The First Clash:
New York City and the Stamp Act Crisis, 1765
While researching the historical background for the fourth Thomas Dordrecht Historical Mystery novel, Exquisite Folly, I realized that the events in question—centering on the 1765 Stamp Act Crisis in New York City—were deeply compelling and dramatic in and of themselves. So I proposed to Thomas Fleming, program chairman of the American Revolution Round Table–New York (of which I’m the secretary-treasurer), that I should present a historical overview of those events. Taking note of the 250th anniversary of the first serious confrontation of the pre-revolutionary era, Mr. Fleming agreed, and the presentation was first delivered there on June 2, 2015. (A write-up of it in the organization’s newsletter is appended below.)

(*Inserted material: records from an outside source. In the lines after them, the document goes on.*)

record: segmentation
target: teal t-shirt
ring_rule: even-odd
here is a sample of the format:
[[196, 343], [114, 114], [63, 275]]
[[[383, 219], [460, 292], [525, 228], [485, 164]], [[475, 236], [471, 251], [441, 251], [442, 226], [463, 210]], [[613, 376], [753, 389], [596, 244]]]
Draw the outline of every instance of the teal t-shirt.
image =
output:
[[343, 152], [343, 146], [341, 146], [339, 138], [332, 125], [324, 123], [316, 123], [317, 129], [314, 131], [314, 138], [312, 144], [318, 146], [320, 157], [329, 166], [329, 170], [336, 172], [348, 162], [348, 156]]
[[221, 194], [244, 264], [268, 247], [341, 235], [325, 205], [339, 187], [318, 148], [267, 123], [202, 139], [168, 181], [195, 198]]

The presentation is approximately 45 minutes long, and is entirely focused on the actual historical events (e.g., without reference to the fiction). Over three dozen accompanying slides are projected.
The talk details:
· What was the Stamp Act?
· Why was it created?
· How was it received in America?
· How did Americans plan for its scheduled implementation?
· Why and how did the protests, begun in Virginia and Massachusetts, and universal throughout the colonies, climax in New York City?
· What was the upshot of the protests?
· Could the American Revolution have begun ten years earlier as a result?